Donald Trump has been suspended from his Facebook account for at least two weeks – and possibly indefinitely.
It means the president will be unable to post on Facebook and Instagram until after the transition of power to Joe Biden on 20 January.
The social network had originally imposed a 24-hour ban after his supporters attacked the US Capitol.
Facebook’s chief Mark Zuckerberg wrote that the risks of allowing Mr Trump to post “are simply too great”.
In a video posted to Facebook, Twitter and YouTube, Mr Trump told the rioters attacking the seat of government “I love you” before telling them to go home. He also repeated false claims about election fraud.
The largest social networks each took action against the president’s accounts in the wake of the violence.
Mr Zuckerberg said Facebook had removed the president’s posts “because we judged that their effect – and likely their intent – would be to provoke further violence”.
He said it was clear Mr Trump intended to undermine the transfer of power to President-elect Joe Biden.
“Therefore, we are extending the block we have placed on his Facebook and Instagram accounts indefinitely and for at least the next two weeks until the peaceful transition of power is complete,” he wrote.
Mr Trump’s favoured platform, Twitter, had also suspended the president for 12 hours.
It said it required the removal of three tweets for “severe violations of our Civic Integrity policy”.
The company said the president’s account would remain locked for good if the tweets were not removed.
It went on to say that “Future violations of the Twitter Rules… will result in permanent suspension of the @realDonaldTrump account”.
The 12-hour timer on Mr Trump’s account has expired, but he has not yet tweeted again.
But his account now states that three of his tweets are “no longer available because [they] violated” its rules.
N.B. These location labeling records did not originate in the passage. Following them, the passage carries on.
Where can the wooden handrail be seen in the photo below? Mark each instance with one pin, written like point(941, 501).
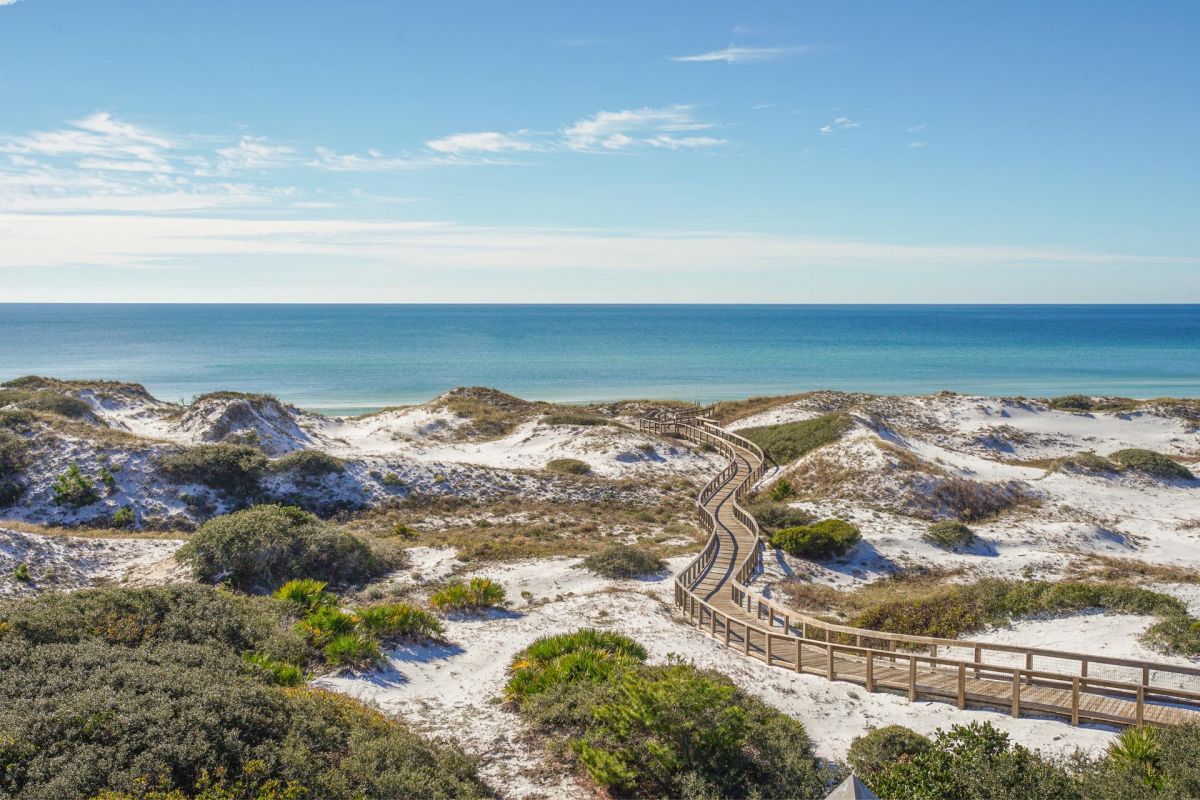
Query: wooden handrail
point(697, 427)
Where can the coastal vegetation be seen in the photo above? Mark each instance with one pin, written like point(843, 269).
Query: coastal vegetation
point(817, 540)
point(645, 731)
point(925, 606)
point(949, 534)
point(235, 469)
point(1151, 463)
point(191, 691)
point(787, 441)
point(981, 762)
point(467, 596)
point(262, 547)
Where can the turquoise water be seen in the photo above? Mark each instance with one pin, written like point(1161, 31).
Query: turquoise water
point(347, 359)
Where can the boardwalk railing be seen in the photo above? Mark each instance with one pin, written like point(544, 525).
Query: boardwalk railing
point(1073, 685)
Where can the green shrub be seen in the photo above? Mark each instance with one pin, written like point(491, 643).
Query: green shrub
point(393, 480)
point(306, 594)
point(1085, 462)
point(781, 489)
point(393, 621)
point(963, 608)
point(144, 695)
point(587, 655)
point(1071, 403)
point(309, 464)
point(786, 443)
point(459, 596)
point(75, 488)
point(817, 540)
point(235, 469)
point(880, 749)
point(13, 453)
point(357, 650)
point(568, 467)
point(973, 500)
point(10, 492)
point(975, 761)
point(280, 673)
point(264, 546)
point(1151, 463)
point(624, 561)
point(777, 516)
point(949, 534)
point(676, 732)
point(325, 623)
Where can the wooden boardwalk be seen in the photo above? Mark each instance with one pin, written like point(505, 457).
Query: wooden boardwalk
point(714, 593)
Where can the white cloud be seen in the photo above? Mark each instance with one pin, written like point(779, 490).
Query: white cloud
point(483, 142)
point(735, 54)
point(253, 152)
point(840, 124)
point(639, 127)
point(133, 240)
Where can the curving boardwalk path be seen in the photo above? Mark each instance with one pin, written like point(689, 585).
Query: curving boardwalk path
point(714, 593)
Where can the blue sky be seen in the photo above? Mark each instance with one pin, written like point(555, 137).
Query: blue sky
point(600, 152)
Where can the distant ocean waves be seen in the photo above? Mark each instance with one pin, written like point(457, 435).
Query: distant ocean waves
point(357, 358)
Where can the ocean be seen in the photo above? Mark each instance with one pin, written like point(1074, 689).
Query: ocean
point(351, 359)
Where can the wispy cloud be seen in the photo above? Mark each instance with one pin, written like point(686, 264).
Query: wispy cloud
point(640, 127)
point(839, 124)
point(484, 142)
point(735, 54)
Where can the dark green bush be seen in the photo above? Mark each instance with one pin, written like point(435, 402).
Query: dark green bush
point(235, 469)
point(817, 540)
point(964, 608)
point(84, 717)
point(585, 656)
point(263, 547)
point(970, 762)
point(949, 534)
point(786, 443)
point(624, 561)
point(777, 516)
point(880, 749)
point(309, 463)
point(677, 731)
point(13, 453)
point(568, 467)
point(75, 488)
point(471, 596)
point(1152, 463)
The platform only uses this specific notice in cases when account holders have deleted the post themselves.
This indicates that Mr Trump or one of his associates has taken the action demanded to get the account restored.
When asked whether it had extended its original 12-hour block, a spokeswoman for Twitter said: “We’re continuing to evaluate the situation in real-time, including examining activity on the ground and statements made off Twitter. We will keep the public informed, including if further escalation in our enforcement approach is necessary.”
‘I totally disagree’
Dan Scavino, White House director of social media, has used his own account to publish a statement on the President’s behalf.
“Even though I totally disagree with the outcome of the election, and the facts bear me out, nevertheless there will be an orderly transition on January 20th,” it quoted Mr Trump as saying.
“I have always said we would continue our fight to ensure that only legal votes were counted. While this represents the end of the greatest first term in presidential history, it’s only the beginning of our fight to Make America Great Again!”
Snapchat also stopped Mr Trump from creating new posts, but did not say if or when it would end the ban. YouTube also removed the video.
His supporters stormed the seat of US government and clashed with police, leading to the death of one woman.
The violence brought to a halt congressional debate over Democrat Joe Biden’s election win.
In the House and Senate chambers, Republicans were challenging the certification of November’s election results.
Before the violence, President Trump had told supporters on the National Mall in Washington that the election had been stolen.
Hours later, as the violence mounted inside and outside the US Capitol, he appeared on video and repeated the false claim.
He told protesters “I love you” and described the people who stormed the Capitol complex as “patriots”.
YouTube said it had removed the video because it “violated policies on spreading election fraud”.
Twitter initially did not take down the video, instead removing the ability to retweet, like and comment on it and another tweet.
However, it later removed them, and suspended the outgoing president.
YouTube already had a policy to remove fake news about mass election fraud, which it applied to the president.
The march was partly organised online, including on Facebook groups and pages.
Facebook said it was looking for and removing content that had incited or supported the storming of Capitol Hill.
Canadian e-commerce software provider Shopify has also taken action against the president.
It took stores run by the Trump campaign and Trump Organization offline, saying its rules prohibited retailers from supporting those who promoted violence.